Thursday, November 20, 2014

Type material on GenBank

I consider it very good news - GenBank now includes annotation of type material:

Type material is the taxonomic device that ties formal names to the physical specimens that serve as exemplars for the species. For the prokaryotes these are strains submitted to the culture collections; for the eukaryotes they are specimens submitted to museums or herbaria. The NCBI Taxonomy Database  now includes annotation of type material that we use to flag sequences from type in GenBank and in Genomes. 

In a recently published paper Scott Federhen from GenBank provides all the necessary details to this new feature. GenBank has indexed the Nucleotide domain of their Entrez database with ‘sequence from type [filter]’ which allows the user to retrieve sequence entries that are derived from type material. At the time of publication of the paper they listed 72 750 type sequences from different genes, representing 18 847 different species. These are available in the taxonomy dump files on our FTP site, and are searchable in Taxonomy Entrez and in the taxonomy browser.

From my research for my weekly column on new species descriptions I know how few of them actually make use of genetic data let alone DNA Barcodes. I am sure there is a plethora of reasons for this. It certainly would be too easy and almost an excuse to always blame it on the lack of funds. Very often it might also be the lack of any incentive. If I can publish a regular fully valid species description solely using morphology why would I want to add e.g. DNA Barcoding to it? It costs more, it is extra work, and even worse, some of my colleagues would actually criticize me for doing it. So, why are there taxonomists doing it anyway? The answer is rather simple - once they used it they started seeing the value in it. First and foremost it makes their work easier and allows them to focus on discovery. Increasingly often, molecular genetics leads to discovery of hitherto unrecognized species. A secondary effect is what it means for the scientific community at large. 

One key element of the Barcode standard that has been adopted by GenBank back in 2005 is an unambiguous link to the voucher specimen from which the Barcode was derived. If this voucher happens to be a type specimen the associated DNA Barcode is tightly linked to the original species description. Provided that all other requirements of the standard are met this becomes an ideal DNA Barcode. I did a very quick search on GenBank using the new annotation filter for types and the reserved keyword BARCODE and found 158 sequences for 90 species. Not a lot but a good start also given that this is a new feature. Not all sequences have been assigned the type designation. I just looked at one extreme example, the Butcher et al. paper from 2012 in which 179 new species of parasitic wasps were described largely using DNA Barcodes. The sequences are on GenBank and they have the magic BARCODE keyword but the connection to the types hasn't been made yet. 

It is probably time to look at all our GenBank submissions and check if they need an update. They could be from a type and deserve the extra recognition. Lots of work to do, but certainly worth the effort as Scott also states in his conclusions:

Sequence from type is a high-value subset of GenBank for which we can maintain a very high level of confidence in the taxonomic identification.
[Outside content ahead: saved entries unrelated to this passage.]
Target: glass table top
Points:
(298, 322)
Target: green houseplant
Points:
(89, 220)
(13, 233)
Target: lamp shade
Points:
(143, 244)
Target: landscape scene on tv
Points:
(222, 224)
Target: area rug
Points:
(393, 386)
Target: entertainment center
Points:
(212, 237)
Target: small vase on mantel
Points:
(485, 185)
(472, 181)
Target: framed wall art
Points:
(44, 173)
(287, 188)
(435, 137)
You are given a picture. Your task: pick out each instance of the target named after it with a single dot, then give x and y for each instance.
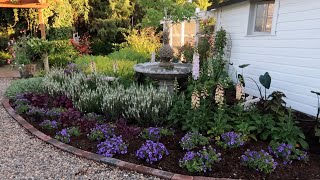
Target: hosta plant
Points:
(200, 161)
(288, 153)
(112, 146)
(231, 140)
(152, 151)
(259, 160)
(192, 140)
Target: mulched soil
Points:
(229, 167)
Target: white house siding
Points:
(292, 56)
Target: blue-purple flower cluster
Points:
(112, 146)
(288, 153)
(101, 132)
(152, 151)
(47, 124)
(63, 136)
(192, 140)
(231, 140)
(259, 160)
(151, 133)
(200, 161)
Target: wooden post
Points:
(43, 36)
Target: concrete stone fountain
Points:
(165, 72)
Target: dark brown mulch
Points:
(229, 167)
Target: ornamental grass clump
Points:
(230, 140)
(155, 133)
(112, 146)
(192, 140)
(101, 132)
(259, 160)
(200, 161)
(288, 153)
(152, 151)
(47, 124)
(63, 136)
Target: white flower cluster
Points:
(146, 104)
(239, 92)
(219, 96)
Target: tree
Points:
(177, 10)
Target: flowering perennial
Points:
(239, 92)
(219, 96)
(288, 153)
(231, 140)
(63, 136)
(195, 100)
(192, 140)
(152, 151)
(196, 66)
(47, 124)
(200, 161)
(112, 146)
(259, 160)
(101, 132)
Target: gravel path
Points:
(23, 156)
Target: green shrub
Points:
(4, 56)
(130, 54)
(62, 53)
(143, 41)
(23, 86)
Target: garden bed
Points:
(228, 167)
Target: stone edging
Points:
(92, 156)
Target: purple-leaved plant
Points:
(288, 153)
(112, 146)
(101, 132)
(152, 151)
(47, 124)
(192, 140)
(200, 161)
(259, 160)
(63, 136)
(230, 140)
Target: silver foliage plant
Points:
(144, 104)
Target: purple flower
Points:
(152, 151)
(63, 136)
(47, 124)
(112, 146)
(200, 161)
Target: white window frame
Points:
(252, 19)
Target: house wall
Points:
(291, 56)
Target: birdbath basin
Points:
(165, 76)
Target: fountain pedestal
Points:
(165, 76)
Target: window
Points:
(261, 18)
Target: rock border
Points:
(95, 157)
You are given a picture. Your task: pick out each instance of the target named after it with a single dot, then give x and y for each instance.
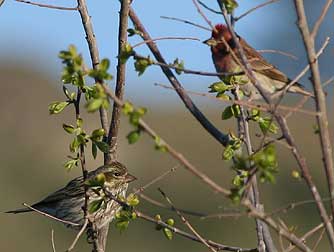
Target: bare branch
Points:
(219, 136)
(165, 38)
(187, 223)
(78, 236)
(48, 6)
(254, 9)
(186, 22)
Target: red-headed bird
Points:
(269, 77)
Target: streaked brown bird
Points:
(67, 203)
(271, 79)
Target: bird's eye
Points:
(117, 174)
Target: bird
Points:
(67, 203)
(270, 77)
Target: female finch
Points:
(67, 203)
(269, 77)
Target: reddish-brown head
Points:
(221, 31)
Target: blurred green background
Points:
(34, 145)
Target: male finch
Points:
(67, 203)
(269, 77)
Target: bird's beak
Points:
(210, 42)
(129, 178)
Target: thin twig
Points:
(254, 9)
(290, 55)
(48, 6)
(120, 81)
(208, 8)
(99, 241)
(50, 216)
(186, 22)
(155, 180)
(321, 106)
(53, 241)
(216, 133)
(178, 156)
(78, 236)
(186, 222)
(258, 105)
(320, 19)
(193, 237)
(165, 38)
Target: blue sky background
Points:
(33, 36)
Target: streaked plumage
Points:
(67, 203)
(272, 79)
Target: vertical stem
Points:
(120, 81)
(99, 243)
(320, 99)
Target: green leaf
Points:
(141, 64)
(168, 233)
(228, 152)
(220, 87)
(266, 124)
(230, 5)
(160, 145)
(94, 104)
(132, 200)
(227, 113)
(103, 146)
(179, 65)
(71, 163)
(57, 107)
(79, 122)
(68, 128)
(127, 108)
(94, 206)
(94, 150)
(98, 180)
(126, 53)
(97, 134)
(170, 222)
(74, 145)
(133, 136)
(104, 64)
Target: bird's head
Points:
(112, 175)
(220, 33)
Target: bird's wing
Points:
(73, 189)
(260, 65)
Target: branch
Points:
(192, 237)
(187, 223)
(120, 80)
(219, 136)
(320, 99)
(99, 241)
(48, 6)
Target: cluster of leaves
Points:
(74, 75)
(266, 163)
(134, 115)
(126, 214)
(141, 63)
(263, 162)
(230, 5)
(227, 83)
(266, 123)
(166, 231)
(233, 145)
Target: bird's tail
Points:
(21, 210)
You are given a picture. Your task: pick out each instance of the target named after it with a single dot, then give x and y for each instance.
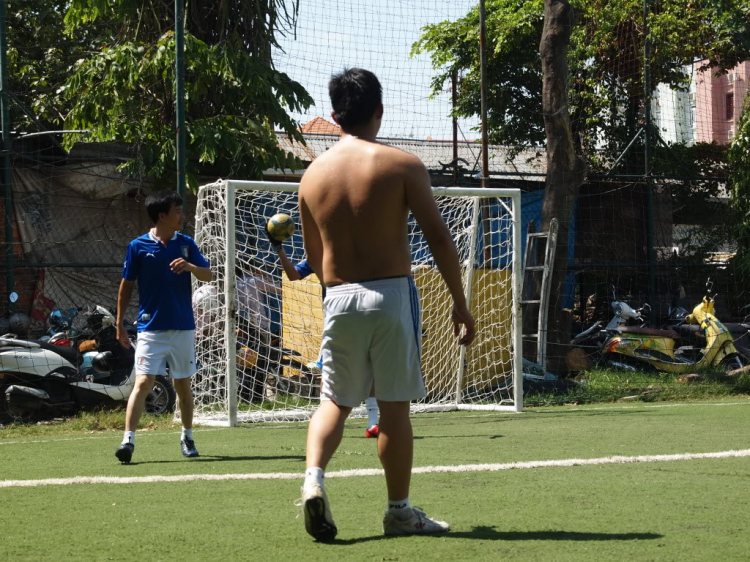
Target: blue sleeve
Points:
(132, 267)
(196, 258)
(304, 269)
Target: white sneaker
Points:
(318, 519)
(415, 522)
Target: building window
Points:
(730, 106)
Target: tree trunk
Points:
(565, 171)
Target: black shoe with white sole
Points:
(188, 448)
(125, 452)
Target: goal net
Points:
(258, 333)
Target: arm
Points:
(201, 273)
(123, 300)
(291, 271)
(420, 200)
(311, 238)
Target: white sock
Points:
(315, 475)
(399, 507)
(372, 410)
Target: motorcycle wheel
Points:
(733, 362)
(5, 416)
(162, 398)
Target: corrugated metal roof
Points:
(437, 155)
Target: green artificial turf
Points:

Nomenclatural acts involving type material are carefully documented in the taxonomic literature, so we can reasonably hope to keep these identifications current...Diligent curation of sequences from type material in GenBank as outlined above can make this set even more reliable. Species with problematic taxonomy are still problematic, but egregious misidentifications can be found and corrected. This does not solve the more general problem of misidentified entries in GenBank, but does provide a reliable backbone of correctly identified entries that could help support a more general solution.